Taraflar arasında görülen davada;
Davacı, davalılar adına kayıtlı 136 parsel sayılı taşınmazın kıyı kenar çizgisi kapsamında kaldığını ileri sürerek, tapu iptal, elatmanın önlenmesi ve yıkıma karar verilmesini istemiştir.
Davalı, zaman aşımı süresinin geçtiğini, taşınmazın kıyı ile ilgisi bulunmadığını belirterek davanın reddini savunmuşlardır.
Davanın kısmen kabulüne ilişkin olarak verilen karar, Dairece; davanın 5841 Sayılı Yasa ile değişik 3402 Sayılı Yasa’nın 12. maddesi uyarınca hak düşürücü süreden reddine karar verilmesi gerektiği gerekçesiyle bozulmuş, mahkemece önceki direnmeye ilişkin verilen karar Hukuk Genel Kurulu’nca bozulmuş, bozma kararına uyularak yapılan yargılama sonunda hak düşürücü sürenin geçtiği gerekçesiyle davanın reddine karar verilmiştir.
Karar, taraflarca tarafından süresinde temyiz edilmiş olmakla, Tetkik Hakimi raporu okundu.
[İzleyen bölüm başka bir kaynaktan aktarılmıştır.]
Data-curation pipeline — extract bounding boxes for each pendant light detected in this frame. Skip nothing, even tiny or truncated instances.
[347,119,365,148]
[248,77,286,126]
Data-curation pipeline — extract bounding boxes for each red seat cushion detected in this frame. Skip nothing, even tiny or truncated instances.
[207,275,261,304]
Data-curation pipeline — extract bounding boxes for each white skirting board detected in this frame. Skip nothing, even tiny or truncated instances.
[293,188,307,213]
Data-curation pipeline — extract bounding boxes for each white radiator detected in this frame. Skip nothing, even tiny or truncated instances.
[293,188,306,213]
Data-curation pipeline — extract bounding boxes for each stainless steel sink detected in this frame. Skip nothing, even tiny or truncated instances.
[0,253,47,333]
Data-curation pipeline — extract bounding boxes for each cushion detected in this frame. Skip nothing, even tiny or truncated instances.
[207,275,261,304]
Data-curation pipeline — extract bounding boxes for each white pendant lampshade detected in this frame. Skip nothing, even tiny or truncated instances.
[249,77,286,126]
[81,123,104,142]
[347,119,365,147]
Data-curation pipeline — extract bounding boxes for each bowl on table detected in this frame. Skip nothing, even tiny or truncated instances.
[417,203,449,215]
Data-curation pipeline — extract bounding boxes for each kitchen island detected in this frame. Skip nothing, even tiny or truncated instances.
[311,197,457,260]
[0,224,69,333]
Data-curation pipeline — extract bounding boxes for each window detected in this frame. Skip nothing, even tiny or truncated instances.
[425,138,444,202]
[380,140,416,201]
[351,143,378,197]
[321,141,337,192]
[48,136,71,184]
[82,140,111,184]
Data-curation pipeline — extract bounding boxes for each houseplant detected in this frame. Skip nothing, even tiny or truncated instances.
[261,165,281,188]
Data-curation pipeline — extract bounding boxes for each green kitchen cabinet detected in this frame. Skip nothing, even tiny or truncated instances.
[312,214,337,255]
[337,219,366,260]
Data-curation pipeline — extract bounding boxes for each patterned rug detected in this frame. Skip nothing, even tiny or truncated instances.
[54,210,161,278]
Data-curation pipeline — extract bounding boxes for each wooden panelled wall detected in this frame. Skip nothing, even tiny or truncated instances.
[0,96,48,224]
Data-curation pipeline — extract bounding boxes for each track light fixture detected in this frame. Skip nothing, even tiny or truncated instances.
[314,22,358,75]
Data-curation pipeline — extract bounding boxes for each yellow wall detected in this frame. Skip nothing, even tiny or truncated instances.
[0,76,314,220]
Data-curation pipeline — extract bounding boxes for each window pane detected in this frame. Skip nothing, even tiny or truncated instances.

Düşüncesi alındı. Dosya incelendi. Gereği görüşülüp, düşünüldü.
Dava, çekişmeli taşınmazın kıyı kenar çizgisi içinde bulunduğu iddiasına dayalı sicilin kütükten terkini, elatmanın önlenmesi ve yıkım isteklerine ilişkindir.
Mahkemece, davanın kısmen kabul, kısmen reddine ilişkin olarak önceden verilen karar, yalnız davacı tarafça temyiz edilmiş ve Daire çoğunluğunun görüşü doğrultusunda 5841 Sayılı Yasa hükümlerinden söz edilerek davanın reddine karar verilmesi gerektiği gerekçesiyle bozulmuştur.
Mahkeme, 08.12.2009 tarih ve 2009/450-363 E.K. sayılı kısa ve gerekçeli kararında, önceki kararda direnilmesine karar verilmiş ise de, bu karar Yüksek Hukuk Genel Kurulu’nun 17.03.2010 tarih ve 2010/1-139 E. 2010/152 K. Sayılı kararı ile “… açıklamaların ışığında somut olaya bakıldığında, yerel mahkemece verilen direnme kararının, yukarıda açıklanan nitelikte bir yasal gerekçeyi içermediği çok açıktır. O halde, direnme kararı salt bu nedenle bozulmalıdır” gerekçesiyle bozulmuştur.
Hemen belirtmek gerekir ki, yerel mahkemelerin direnme kararları, bir davayı sona erdiren temyizi mümkün olan nihai kararlardan olup, mahkeme direnme kararı ile davadan elini çeker. Mahkemece yapılacak iş, direnme kararı doğrultusunda gerekçeli karar yazımından ibaret olup, bu bakımdan direnme kararından dönme mümkün değildir. Direnmeye ilişkin olarak verilen karardan dönülerek uyma kararı verilmesi mümkün olmadığı gibi, Hukuk Genel Kurulu kararına karşı mahkeme kararında direnemeyeceğine göre, mahkemece yapılacak iş, Hukuk Genel Kurulu bozma kararı doğrultusunda gerekçeli karar yazmaktan ibarettir.
Oysa mahkemece, bozma kararına uymakla birlikte, bu kez Daire’nin bozma kararı çerçevesinde hüküm kurulmuştur. Yukarıdaki açıklamalar karşısında bu kararın usul ve yasaya uygun olduğunu söyleyebilme olanağı yoktur.
Bu durumda, HUMK’nun 381, 388 ve 389. maddeleri hükmü gereğince, mahkemece yapılması gereken iş, direnme kararının Hukuk Genel Kurulu kararı doğrultusunda gerekçelendirilmesi ve Daire bozma kararında belirtilen bozma nedenlerinin direnme kararı doğrultusunda karşılanmasıdır.
Hal böyle olunca, HUMK’nun 429. maddesi uyarınca yöntemine uygun ve Yüksek Hukuk Genel Kurulu bozma ilamında işaret edilen biçimde karar oluşturulmak üzere yerel mahkeme kararı bozulmalıdır.
Tarafların, temyiz itirazının kabulü ile, hükmün açıklanan nedenlerle HUMK."nun 428.maddesi gereğince BOZULMASINA, alınan peşin harcın temyiz edene geri verilmesine, 21.2.2011 tarihinde oybirliğiyle karar verildi.